There are a total of 56 Neo-Renaissance limestones and brownstones on East 25th St between Clarendon Rd and Avenue D in East Flatbush. The uniform row houses display century-old facades and creative front gardens, thanks to the buildings’ original developer, Henry Meyer Building Company in 1909. 

The block also has won first place in Brooklyn Botanic Garden’s “Greenest Block” contest more than any other block– in 2004, 2006, 2011 and 2016. In 2014, the block won the 1st place prize for the first-ever Best Children’s Garden Project. And in 2018, the block won the inaugural Garden Mentor Award.

“Although our contest judges do not consider architecture in their judging criteria, 300 East 25th Street’s unique character and cohesive sense of place are simply undeniable,” said Scot Medbury, the former president of Brooklyn Botanic Gardens.

Development happening already at Clarendon Rd and East 22nd St

But rapid development in East Flatbush already has begun to change the landscape. Century-old Victorian homes have been replaced with boxy buildings, and townhomes have been retrofitted with unsightly upper extensions. 

And now, after a permit was placed to build in height on the adjacent block– which shares in the same Meyer Neo-Renaissance architecture– residents of East 25th St. and community leaders are moving quickly to get designation of their block by the Landmark Preservation Commission as an Historic District.

“The residents of East 25th St, past and present, have nurtured their century-old homes framed by prize-winning gardens with tremendous care,” said Julia Charles, Landmark Committee Chair for the East 25th St Historic District Initiative. “It is only befitting that our city honors its history by designating our block as a historic district.”

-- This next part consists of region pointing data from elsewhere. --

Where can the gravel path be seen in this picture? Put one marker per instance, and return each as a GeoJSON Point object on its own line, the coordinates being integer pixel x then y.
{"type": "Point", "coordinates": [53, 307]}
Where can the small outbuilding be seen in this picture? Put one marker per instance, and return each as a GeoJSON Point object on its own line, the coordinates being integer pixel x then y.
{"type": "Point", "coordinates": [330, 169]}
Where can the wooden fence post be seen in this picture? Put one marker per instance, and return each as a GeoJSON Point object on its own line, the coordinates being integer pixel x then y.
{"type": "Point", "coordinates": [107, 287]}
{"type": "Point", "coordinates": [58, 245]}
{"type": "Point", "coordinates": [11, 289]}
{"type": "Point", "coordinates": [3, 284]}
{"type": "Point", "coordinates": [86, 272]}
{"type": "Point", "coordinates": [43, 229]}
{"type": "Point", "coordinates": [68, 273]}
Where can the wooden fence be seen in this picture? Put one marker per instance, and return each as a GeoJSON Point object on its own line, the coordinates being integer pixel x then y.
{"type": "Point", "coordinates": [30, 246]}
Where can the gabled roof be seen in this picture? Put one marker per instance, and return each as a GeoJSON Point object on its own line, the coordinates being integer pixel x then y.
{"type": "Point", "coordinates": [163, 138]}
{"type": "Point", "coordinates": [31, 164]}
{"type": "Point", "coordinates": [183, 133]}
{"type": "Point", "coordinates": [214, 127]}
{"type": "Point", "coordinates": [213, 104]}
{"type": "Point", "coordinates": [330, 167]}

Julia Charles at the CB 17 meeting on February 18, 2020, presenting on behalf of the East 25h St. Historic District Initiative.

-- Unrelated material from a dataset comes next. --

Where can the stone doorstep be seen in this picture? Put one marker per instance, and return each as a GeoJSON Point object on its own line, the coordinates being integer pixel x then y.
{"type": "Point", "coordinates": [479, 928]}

City Councilmember Farah Louis, who represents the 45th District that includes East Flatbush, agrees: “It’s imperative that we take the precautionary steps to ensure that these homes are kept out of reach from potential developers and will continue to stand for future generations,” she said. 

The East 25th St Historic District Initiative started a petition and submitted a request for evaluation in November 2019.

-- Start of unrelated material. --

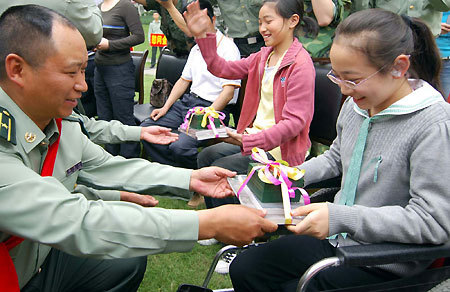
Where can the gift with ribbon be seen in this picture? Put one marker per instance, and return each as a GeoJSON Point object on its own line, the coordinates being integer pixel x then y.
{"type": "Point", "coordinates": [275, 182]}
{"type": "Point", "coordinates": [203, 118]}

“This is the fastest and best way to preserve our block and keep it in tact,” said Charles.  “We’re hoping to be calendared for a hearing soon.”

The committee feels hopeful their organizing efforts will pan out, as everyone seems to be on board. That includes local city and state officials, as well as Community Board 17, which, on Wednesday, during its monthly meeting unanimously voted in favor of the East 25th St Historic District Initiative and submitted a letter of support to LPC.

“I fully support preserving the legacy of East 25th Street between Clarendon Rd and Ave D by designating it as a Historic District and I kindly ask the NYC Landmarks Preservation Commission to do the same,” said Assemblymember and Kings County Democratic Party Chair Rodneyse Bichotte.